Campus lacks diversity

Mark Monroe
Opinion Staff Writer
mmonroe1@unca.edu

As a university which prides itself on being extremely progressive, UNC Asheville fails to accurately portray the student body in terms of diversity. The student population consists of predominantly white students and remains a blemish on the university’s reputation, as it should be. This lack of representation for people of color makes it seem as if UNCA uses them as token centerpieces for photo opportunities to garner positive attention.

When visiting UNCA’s website the chances of seeing a person of color on the front page heavily outweighs the likelihood of seeing a white person. The use of this tactic makes the university seem multicultural, deceiving incoming students who hope to be a part of a diverse college community. UNCA’s current students face the harsh reality of learning in a predominately white environment.

Much of the curriculum taught surrounds around white history and culture, whereas classes about other races and cultures are either minors or extracurricular; the humanities being one of the few classes to incorporate multiple viewpoints. The muffling of culture limits the true voice of the student body, leaving groups in the minority to speak out against the overwhelmingly apparent majority and rendering them nearly silent in a sea of stronger and louder opinions which they have to face every day. Students of color also feel the weight of inequality throughout the day, sometimes being the only one in their classes, clubs or activities leaving them out in the open for increased speculation rather than immersed in the overall learning environment.

This results in people who claim to see no race. Turning a blind eye to the racial inequality in society and UNCA as a microcosm only detracts from the efforts of those fighting for equality. This problem persists due to people not wanting to seem racist, but not willing to speak against the majority they are a part of, while others simply do not know enough about what others are fighting for to do anything supportive.

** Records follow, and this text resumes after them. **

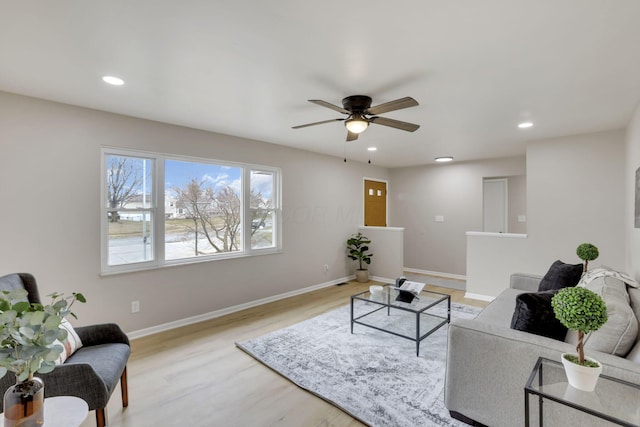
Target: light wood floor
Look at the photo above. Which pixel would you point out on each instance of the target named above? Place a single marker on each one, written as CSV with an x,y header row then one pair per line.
x,y
195,376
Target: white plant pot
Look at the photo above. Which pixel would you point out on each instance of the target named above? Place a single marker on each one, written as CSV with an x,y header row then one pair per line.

A lack of education surrounding movements such as Black Lives Matter keep people and students alike in a hole of inability and apathy. Since they do not know enough about the cause they try not to get involved or brush the problem off since it does not affect them directly. Many learn about movements or protests solely from what they see on the news or what they read, each of which can be heavily manipulated. This creates a fog between the consumer and the truth, the information manipulation leading to a misunderstanding of what people are fighting for.

The less involvement the slower it will take for everyone to be treated equally. It becomes a cycle where it takes more than just a handful of outspoken students to spark change, it takes entire communities.

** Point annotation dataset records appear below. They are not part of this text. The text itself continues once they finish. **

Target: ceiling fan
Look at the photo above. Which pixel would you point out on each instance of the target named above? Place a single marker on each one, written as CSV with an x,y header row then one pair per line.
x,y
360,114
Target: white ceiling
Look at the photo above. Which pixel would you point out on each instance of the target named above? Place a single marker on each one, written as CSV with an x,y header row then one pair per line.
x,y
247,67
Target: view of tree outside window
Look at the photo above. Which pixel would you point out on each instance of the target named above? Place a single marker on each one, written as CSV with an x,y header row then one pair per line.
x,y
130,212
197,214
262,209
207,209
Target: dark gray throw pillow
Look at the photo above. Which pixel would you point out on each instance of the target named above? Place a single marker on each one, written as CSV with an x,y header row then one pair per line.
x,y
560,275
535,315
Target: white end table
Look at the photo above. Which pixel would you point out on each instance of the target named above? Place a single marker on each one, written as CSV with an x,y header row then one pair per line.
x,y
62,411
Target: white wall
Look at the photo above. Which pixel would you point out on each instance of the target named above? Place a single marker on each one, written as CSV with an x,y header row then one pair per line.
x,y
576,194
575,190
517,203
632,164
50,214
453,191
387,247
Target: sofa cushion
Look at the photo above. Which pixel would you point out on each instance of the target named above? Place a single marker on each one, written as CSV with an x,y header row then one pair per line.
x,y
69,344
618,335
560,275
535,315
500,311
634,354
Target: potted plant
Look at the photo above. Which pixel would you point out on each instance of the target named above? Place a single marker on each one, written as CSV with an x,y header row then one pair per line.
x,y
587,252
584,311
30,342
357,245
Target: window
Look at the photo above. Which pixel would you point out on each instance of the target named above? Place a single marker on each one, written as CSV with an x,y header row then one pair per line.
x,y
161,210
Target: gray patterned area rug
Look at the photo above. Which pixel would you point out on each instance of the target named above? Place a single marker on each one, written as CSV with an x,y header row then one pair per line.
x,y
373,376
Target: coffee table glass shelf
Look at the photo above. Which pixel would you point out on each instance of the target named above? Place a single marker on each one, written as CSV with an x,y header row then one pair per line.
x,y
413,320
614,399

Since white students consist of over 80 percent of the student body, they are the ones who need to speak up against the lack of diversity. The majority needs to take a look at itself and understand the problems stemming from their privilege and help out their fellow misrepresented peers.

Many classes consist of white students all with similar opinions, consequently leaving many in-class discussions one-sided. There is no learning if everyone stays in an echo chamber. It requires multiple viewpoints from all backgrounds to create conversations and richer dialogues to aid in questioning the status quo and better understanding one another.

Increased acknowledgement is essential for students of color, not simply because of their skin color, but because of their ability to provide to the overall learning environment at UNCA. The more voices UNCA has the more we can learn to appreciate our professors and peers. The need for equal representation asks for all students to be treated the same and given the same opportunities to grow, learn and pursue their careers without being weighed down by the ignorance of others.

UNCA needs to acknowledge the problem of low diversity and address it head-on to solve it. Pretty pictures on the homepage will not solve anything and neither will it help students in the future feel fully integrated. Covering it up becomes a temporary solution to a permanent problem which will eventually blow up in all our faces if we refuse to acknowledge it.